NCA Inside & Out

NCA Member News and Notes

January 9, 2019

In the Media

Nick Brody, University of Puget Sound, provides commentary on cyberbullying by President Trump in an article in Statesman.

In Reading the Pictures, Cara Finnegan, University of Illinois, analyzes images depicting the Yellow Vest uprising in Paris, the Oval Office meeting between President Trump and Democratic leaders, and more.

Jennifer LeMesurier, Colgate University, examines the history of using textiles as a form of protest in an Academic Minute article.

Nicole Martins, Indiana University Bloomington, was quoted in a New York Times article about the return of the “Deal or No Deal” gameshow, which features female models and thus may be perceived as insensitive in the #MeToo era.

Craig Smith, Cal State University Long Beach, reminisces about his time as a speechwriter for President George H.W. Bush in an article by The Grunion.

On Citizens Critics, Mark Ward Sr., University of Houston-Victoria, explores the wedding cake as a symbol and as myth.

In Transition

Jimmie Manning is now Chair and Professor in the Department of Communication Studies at the University of Nevada, Reno.
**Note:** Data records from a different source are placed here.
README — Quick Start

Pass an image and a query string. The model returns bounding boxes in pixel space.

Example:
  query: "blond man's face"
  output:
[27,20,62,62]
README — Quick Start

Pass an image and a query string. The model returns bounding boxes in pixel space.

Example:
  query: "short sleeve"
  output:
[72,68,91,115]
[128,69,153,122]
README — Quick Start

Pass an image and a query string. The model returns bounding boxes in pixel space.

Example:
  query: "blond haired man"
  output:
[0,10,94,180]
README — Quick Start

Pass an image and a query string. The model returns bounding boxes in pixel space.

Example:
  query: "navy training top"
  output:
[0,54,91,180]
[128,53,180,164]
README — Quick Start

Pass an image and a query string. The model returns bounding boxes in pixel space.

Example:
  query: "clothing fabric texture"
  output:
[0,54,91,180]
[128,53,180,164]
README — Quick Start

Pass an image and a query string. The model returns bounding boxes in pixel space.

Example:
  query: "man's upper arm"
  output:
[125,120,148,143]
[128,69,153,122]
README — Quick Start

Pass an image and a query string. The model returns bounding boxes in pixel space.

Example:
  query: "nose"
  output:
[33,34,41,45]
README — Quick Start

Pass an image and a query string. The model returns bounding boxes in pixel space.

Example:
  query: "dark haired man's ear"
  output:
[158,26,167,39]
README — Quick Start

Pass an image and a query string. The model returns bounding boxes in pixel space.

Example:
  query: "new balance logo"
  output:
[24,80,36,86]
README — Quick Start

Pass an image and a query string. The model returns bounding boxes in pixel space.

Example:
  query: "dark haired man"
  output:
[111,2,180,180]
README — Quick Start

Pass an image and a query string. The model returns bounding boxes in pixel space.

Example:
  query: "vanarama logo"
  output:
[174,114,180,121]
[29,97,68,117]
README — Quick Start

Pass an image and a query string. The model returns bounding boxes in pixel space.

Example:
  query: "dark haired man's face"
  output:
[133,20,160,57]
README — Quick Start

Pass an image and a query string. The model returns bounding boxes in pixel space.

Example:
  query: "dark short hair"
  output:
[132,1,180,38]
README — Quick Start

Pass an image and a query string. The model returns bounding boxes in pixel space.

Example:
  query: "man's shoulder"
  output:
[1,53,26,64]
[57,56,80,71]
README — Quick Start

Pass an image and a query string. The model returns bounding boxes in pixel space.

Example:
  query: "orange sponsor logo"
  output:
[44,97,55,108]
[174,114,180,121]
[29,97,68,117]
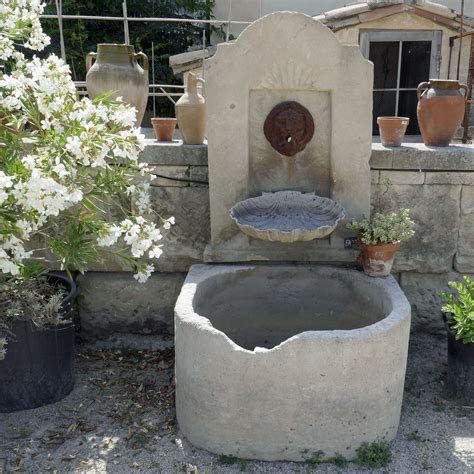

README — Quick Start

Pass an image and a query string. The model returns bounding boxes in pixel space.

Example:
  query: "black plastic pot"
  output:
[443,314,474,405]
[0,275,76,413]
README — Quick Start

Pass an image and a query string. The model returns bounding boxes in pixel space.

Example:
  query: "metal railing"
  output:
[41,0,251,108]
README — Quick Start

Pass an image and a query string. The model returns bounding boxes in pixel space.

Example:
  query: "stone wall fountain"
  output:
[175,12,410,461]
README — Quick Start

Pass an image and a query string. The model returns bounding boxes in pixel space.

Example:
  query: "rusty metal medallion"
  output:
[263,101,314,156]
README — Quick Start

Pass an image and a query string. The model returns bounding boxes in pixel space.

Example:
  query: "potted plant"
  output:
[0,0,174,412]
[347,209,415,277]
[377,117,410,146]
[441,275,474,405]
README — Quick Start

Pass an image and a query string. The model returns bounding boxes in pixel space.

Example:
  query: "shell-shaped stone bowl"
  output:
[230,191,345,243]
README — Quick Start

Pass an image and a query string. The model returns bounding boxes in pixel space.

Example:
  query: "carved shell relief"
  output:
[263,101,314,156]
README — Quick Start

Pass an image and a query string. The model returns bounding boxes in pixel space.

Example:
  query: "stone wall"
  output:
[78,140,474,337]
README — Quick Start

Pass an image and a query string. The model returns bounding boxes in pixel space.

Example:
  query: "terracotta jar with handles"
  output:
[86,43,148,127]
[417,79,467,146]
[176,72,207,145]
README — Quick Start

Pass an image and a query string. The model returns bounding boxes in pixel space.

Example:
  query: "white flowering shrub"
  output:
[0,0,174,282]
[347,209,415,245]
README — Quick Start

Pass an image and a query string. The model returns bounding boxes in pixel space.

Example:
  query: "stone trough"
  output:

Andrew Spieldenner has been appointed North American delegate to the Program Coordinating Board of UNAIDS, Joint United Nations Program on HIV and AIDS.

Tiffany R. Wang has been promoted to Associate Professor with tenure at the University of Montevallo.

New Books

Jennifer C. Dunn and Jimmie Manning, Transgressing Feminist Theory and Discourse: Advancing Conversations across Disciplines, Routledge, 2018, 0815381719.

Amanda Nell Edgar and Andre E. Johnson, The Struggle Over Black Lives Matter and All Lives Matter, Lexington Books, 2018, 978-1-4985-7205-7.

Awards

Sarah Bishop and Caryn Medved, both of the City University of New York-Baruch College, won the 2018 Stanley L. Saxton Applied Research Award for their work, “Competing Discourses, Relational Tensions, and Discursive Materiality: Parent-Child Communication in Mixed-Status Immigrant Families.” The award is sponsored by the Carl Couch Center for Social and Internet Research (www.cccsir.com).

Heidi Campbell, Texas A&M University, and Stephen Garner, Laidlaw College in Auckland, New Zealand, won the 2018 Clifford G. Christians Ethics Research Award for their book, Networked Theology: Negotiating Faith in Digital Culture. The award is sponsored by the Carl Couch Center for Social and Internet Research (www.cccsir.com).

Amber Johnson, St. Louis University, won the 2018 Ellis-Bochner Award for her work, “From Academe, to the Theatre, to the Streets: My Autocritography of Aesthetic Cleansing and Canonical Exception in the Wave of Ferguson.” The award is sponsored by the Society for the Study of Symbolic Interaction—NCA Affiliate.

Lynn Schofield Clark, University of Denver, and Regina Marchi, Rutgers University, won the 2018 James W. Carey Media Research Award for Young People and the Future of News. The award is sponsored by the Carl Couch Center for Social and Internet Research.

Michael Serazio, Boston College, won the 2018 Bruce E. Gronbeck Political Communication Research Award with his work, “Encoding the Paranoid Style in American politics: ‘Anti-establishment’ Discourse and Power in Contemporary Spin” (Critical Studies in Media Communication, Vol. 33, No. 2, pp. 181-194). The award is sponsored by the Carl Couch Center for Social and Internet Research (www.cccsir.com).

Mark Ward, Sr., University of Houston-Victoria, won the 2018 David R. Maines Narrative Research Award for his work, “The Dangers of Getting What You Wished For: What Do You Say to Evangelicals?” The award is sponsored by the Carl Couch Center for Social and Internet Research (www.cccsir.com).